Впрочем, читателю, не особо следящему за закономерностями культурных процессов, куда существеннее, что, в отличие от большинства умных беллетристов, играющих в фабульные шахматы или же раскладывающих сюжетные пасьянсы (то, как головокружительно они сойдутся, должны сойтись, на последней странице — считается отдельной какой-то доблестью), «Грифоны» Соболева — пример разомкнутой структуры с открытым финалом.

Смысл ее, при желании, легко выводится из суммы составляющих, которыми филологи научились жонглировать как акробаты булавами. Просто обычно они раскладывают текст на детали, а Соболев придумал созидательный противоход. В любом случае фабульными наворотами нас уже не удивить — все было, причем многократно и с неконтролируемым избытком. Даже ссылки на Борхеса и Проппа надоели хуже светло-зеленых литопсов.

Актуальность «Грифонов» Александра Соболева заключается в ориентации на самые что ни на есть передовые «открытые системы», как Эко некогда сказал. Они-то и позволяют отсечь устаревшие фабульные и лишние риторические фигуры, максимально приблизившись к аутентичности замысла. В основе его — неповторимая личностная конфигурация. Текстуальный оттиск ее.

Эта открытость нарративной структуры, с ветрами в разные стороны и сквозняком прямо в лицо, намекает на повышенную экзистенциальную важность творения и, следствием, объясняет закономерность удачи.

Logos Review of Books. #1, 2021

Игорь Гулин, «Коммерсантъ Weekend», №1 (2021)

«В одном из интервью, посвященных филологической работе, Соболев признается, что его любимая эпоха русской истории — десятилетие перед Первой мировой. В «Грифонах» он заставляет ее продлиться — пусть не в наш день (это было бы чересчур), но все же немного поближе к нам. В этом трюке сквозит мягкая ностальгия, мечта о лучшей доле для родной культуры, но много и иронии (вместе с лучшими чертами эпохи воскресают и худшие). И еще больше ощущения, что все это — условность, игра.

Соболевский роман откровенно играет с читателем — предлагает угадывать правила, подбрасывает ключи, чередует поддавки с подножками. Причем сама атмосфера игры гораздо важнее собственно разгадок и результатов. Мастер, уроками которого эта игра питается, моментально узнается — это Набоков. От него — и барочная витиеватость каждой фразы, и обилие «текстов в тексте» — поигрывание стилистическими мускулами, и аристократически-ерническая интонация, и сама ностальгическая ирония как главная нота в отношении собственного художественного мира и его насельников».
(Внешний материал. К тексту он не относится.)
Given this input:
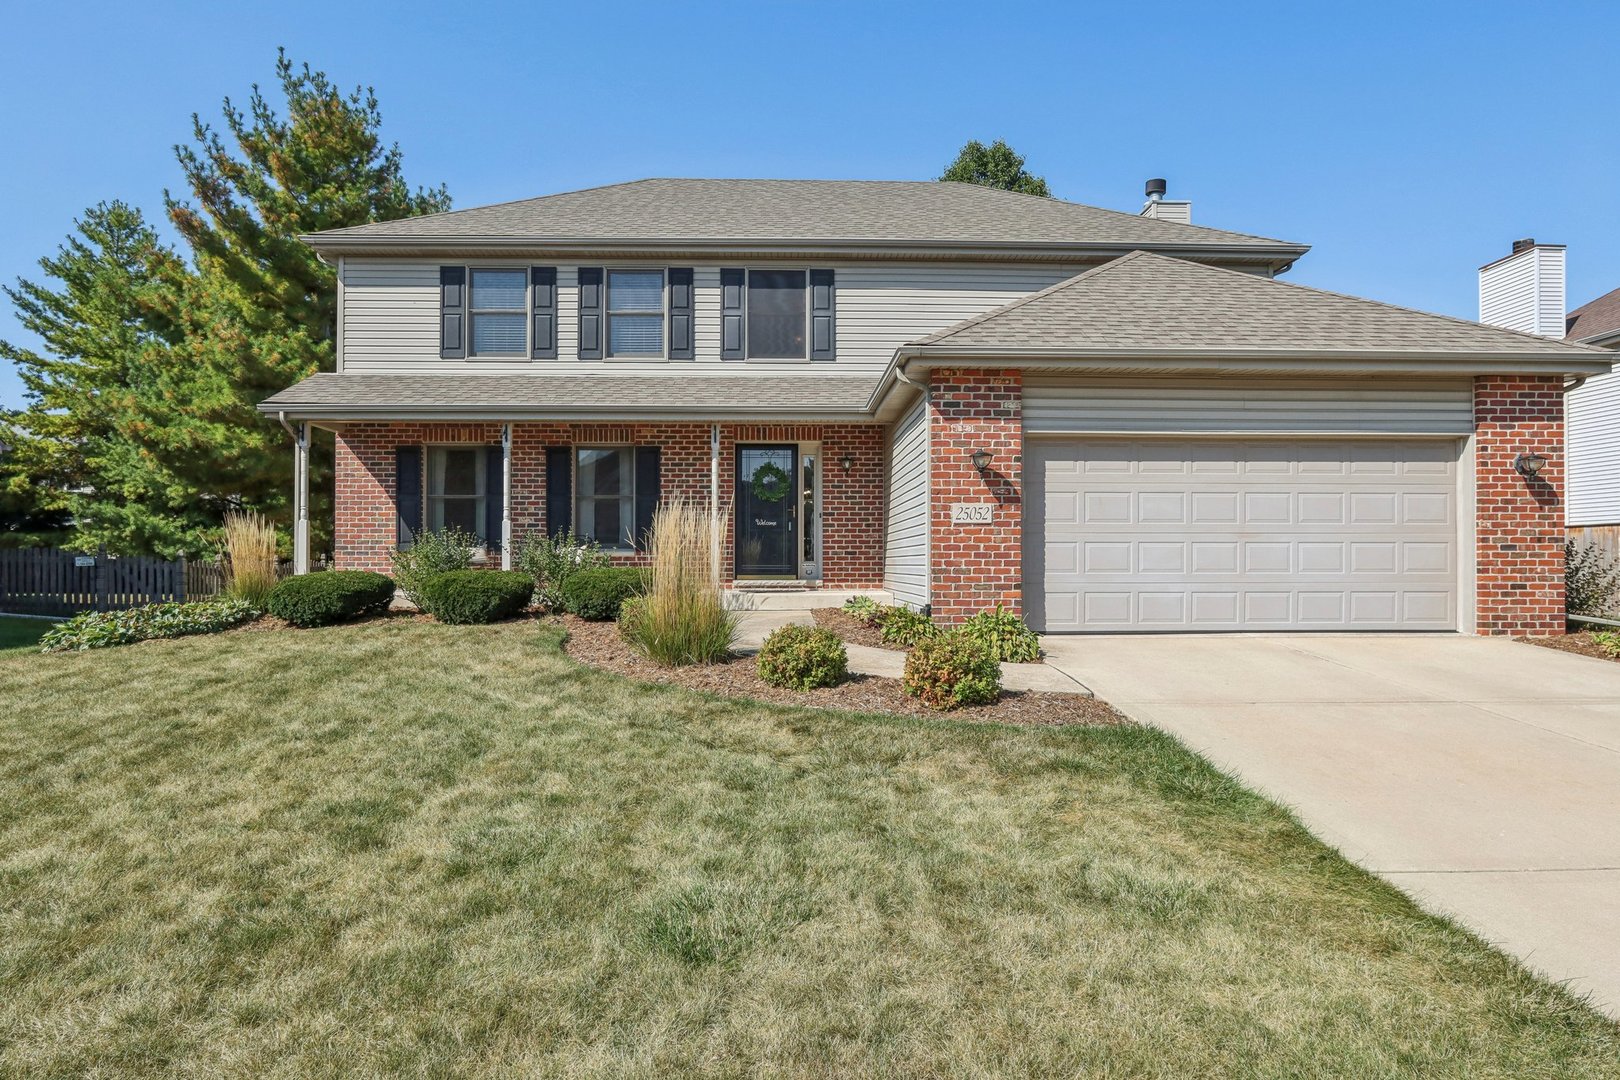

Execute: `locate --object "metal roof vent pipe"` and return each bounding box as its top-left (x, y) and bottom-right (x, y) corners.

Игорь Гулин, материал «Приглашение на сказ», журнал «Коммерсантъ Weekend», №1 (2021)

Игорь Гулин, «Коммерсантъ Weekend», №40 (2020)

«„Грифоны охраняют лиру“ — игровой филологический роман, но это не книга для своих. Даже в постах Соболева было видно, что он — прекрасный стилист, мастер разгадывать и загадывать загадки».

Игорь Гулин, журнал «Коммерсантъ Weekend», №40 (2020)

Константин Поздняков, «Свежая газета»

«Никаких современных писателей – горчат»

Александр Соболев. Грифоны охраняют лиру. СПб.: Издательство Ивана Лимбаха, 2021. – 496 с.

Что делать маститым филологам, наблюдающим, как «горчит» современная литература? Примеры Водолазкина, Аствацатурова, а теперь и Александра Соболева отвечают на этот вопрос – самим делать современную литературу, поскольку за уровень, как говорил герой Зощенко, действительно обидно. Читая «Грифоны охраняют лиру», трудно поверить, что это дебютное произведение, настолько хорошо написан текст. В аннотации издательства всех читателей честно предупредили, что для понимания романа требуется определённая квалификация. Осторожно! Сложный текст! На предупреждение я наткнулся уже после прочтения «Грифонов» и не очень понял, зачем оно понадобилось. Нынешнюю серьёзную литературу давно уже не читают случайные люди, да и Соболев не предлагает современникам нечто сложное и непонятное. Разве что начинается роман, как туго растягивающаяся пружина, но уже со второй половины первой части ритм ощутимо ускоряется, а ближе к финалу повествователь, уподобившись скоростному поезду, везёт читателя так, что только успевай ошалело смотреть в окно и пытаться понять: что это было? Кажется, на этой скорости несколько потерял бдительность и сам автор, потому что в какой-то момент слова «пароксизм» и «хабитус» за счёт навязчивого употребления стали бросаться в глаза.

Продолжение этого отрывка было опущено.